In one instance, the taxpayer resides in a state other than the one where the rental property is located.

The property’s location will serve as the supply point. It is therefore an interstate supply, and IGST will be applied.

For instance, an 18% IGST would be assessed if Mr. ABC, who is registered under the GST in Bangalore, rented out a business property in Haryana. In Haryana, he is not required to register for GST as well.

Scenario 2:

The State in which the property is located is where both the landlord and the tenant have their registrations.

Both CGST and SGST, at 9% each, would be imposed if the landlord is registered for GST in the same state that the property is located in.

For example, if Mrs. XYZ, a Hyderabad resident, rents out her business property in Hyderabad, 9% CGST and 9% SGST will be applied.

Scenario 3:

The tenant is registered in a different jurisdiction, while the landlord is registered under GST in the same state where the property is located.

It is an intrastate transaction if the landlord registered for GST in the same state that the property is located in. Therefore, regardless of the tenant’s GST registration location, both CGST and SGST would be assessed.

In these situations, if the tenant is not registered in the state where the property is located,

he is not eligible to claim the input tax credit for CGST and SGST.

For example, Mr. PQR from Kochi stays at the ABC Hotel when he travels to Bhopal for a client meeting. He pays Rs. 15,000 in rent when he reserves a room.

The ABC Hotel is situated in the same city as Bhopal, where the owners are registered. Therefore, in this instance, both CGST and SGST would be taxed. The two tax components, however, are not the same.

Since it is not from the state in which he is registered, Mr. PQR is unable to claim the ITC of this GST paid as CGST and SGST of a separate state.

How is GST on rented-out properties calculated?

The rent that the tenant is charged for the property is the basis for calculating GST on rented properties. GST must be paid by the landlord on the rent that is received from the tenant. When renting an immovable property, the GST rate is 18%.

As a result, GST on rental properties will be calculated as follows: GST = (Rent x 18%)/100.

Let’s use an example to better grasp this.

Assume that a business property is rented for Rs. 30,000 a month. After that, the GST will be determined as follows:

GST = 30,000 x 18% = 5,400 rupees

As a result, the landlord’s monthly rent of Rs. 30,000 will need them to pay Rs. 5400 in GST.

When GST is paid on rental income, what are the ITC Provisions?

If the renter paying the rent is registered under the GST Act, they are eligible to receive an Input Tax Credit when GST is applied to rent. The amount of GST paid on the rent might be credited to the taxpayer.

ITC, however, can only be recouped if the asset is used for business or is a commercial property. In addition, ITC is not available if the rented property is used for personal purposes.

In order to collect ITC, the GST charged must also be submitted to the government. Therefore, before claiming ITC, the renters must ensure that the GST collected has been remitted to the government.

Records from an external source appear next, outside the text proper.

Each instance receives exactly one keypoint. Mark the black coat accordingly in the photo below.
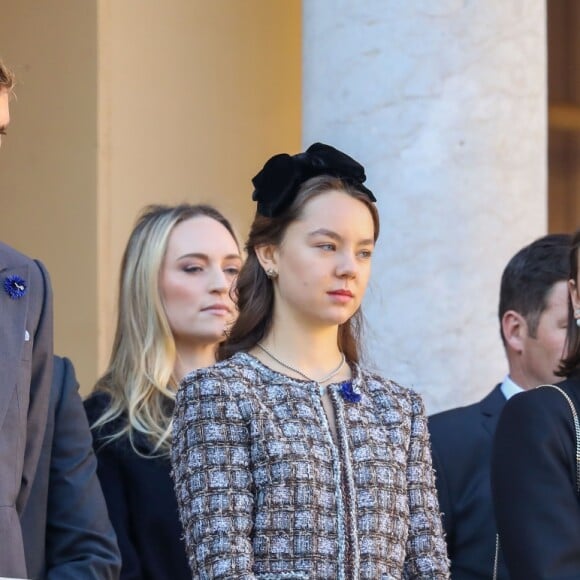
(534, 485)
(67, 533)
(461, 442)
(142, 505)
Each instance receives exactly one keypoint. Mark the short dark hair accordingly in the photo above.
(571, 363)
(530, 275)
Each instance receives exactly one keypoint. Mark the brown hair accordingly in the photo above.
(255, 291)
(6, 77)
(571, 363)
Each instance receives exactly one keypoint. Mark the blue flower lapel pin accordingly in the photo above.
(350, 393)
(15, 287)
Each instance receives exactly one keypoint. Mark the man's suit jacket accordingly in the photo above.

ITC for Renovation and Repair

Repairs and renovations to any immovable property intended for rental purposes are not eligible for an input tax credit (ITC) to the tenant.

On the other hand, the landlord may be able to claim an input tax credit (ITC) on the GST paid if they build, repair, or renovate a rental property.

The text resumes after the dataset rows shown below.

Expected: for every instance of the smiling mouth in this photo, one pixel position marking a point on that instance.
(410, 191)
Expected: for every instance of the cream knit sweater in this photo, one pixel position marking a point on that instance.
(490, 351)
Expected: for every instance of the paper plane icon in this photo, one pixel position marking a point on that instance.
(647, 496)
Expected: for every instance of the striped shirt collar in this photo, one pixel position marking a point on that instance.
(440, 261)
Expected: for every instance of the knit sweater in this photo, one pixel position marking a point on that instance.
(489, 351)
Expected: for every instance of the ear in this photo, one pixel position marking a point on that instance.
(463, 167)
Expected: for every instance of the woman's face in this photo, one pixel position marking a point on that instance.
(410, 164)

You may be asking how to figure out and pay the tax on your rental income now that you know about the GST on rent.

It is your responsibility as a tenant or a landlord to adhere to the GST regulations in order to avoid fines and interest.

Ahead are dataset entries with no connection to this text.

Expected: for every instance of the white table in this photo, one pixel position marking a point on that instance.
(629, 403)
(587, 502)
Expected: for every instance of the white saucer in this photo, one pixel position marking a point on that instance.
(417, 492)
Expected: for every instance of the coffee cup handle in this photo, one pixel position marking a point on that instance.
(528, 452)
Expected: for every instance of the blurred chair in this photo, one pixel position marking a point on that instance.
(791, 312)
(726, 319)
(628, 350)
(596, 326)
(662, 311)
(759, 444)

Reverse Charge Mechanism will apply to GST on rent assessed to a registered person for immovable assets by the government or local authority. Nonetheless, the government would deduct GST on its own when the property is rented to an unregistered individual.

Moreover as per the latest recommendation of the 53rd GST Council Meeting,

it was recommended that accommodation services provided for up to Rs 20000 per month shall be exempt from the purview of the GST, provided the tenant has been in a continuous stay of 90 days or more.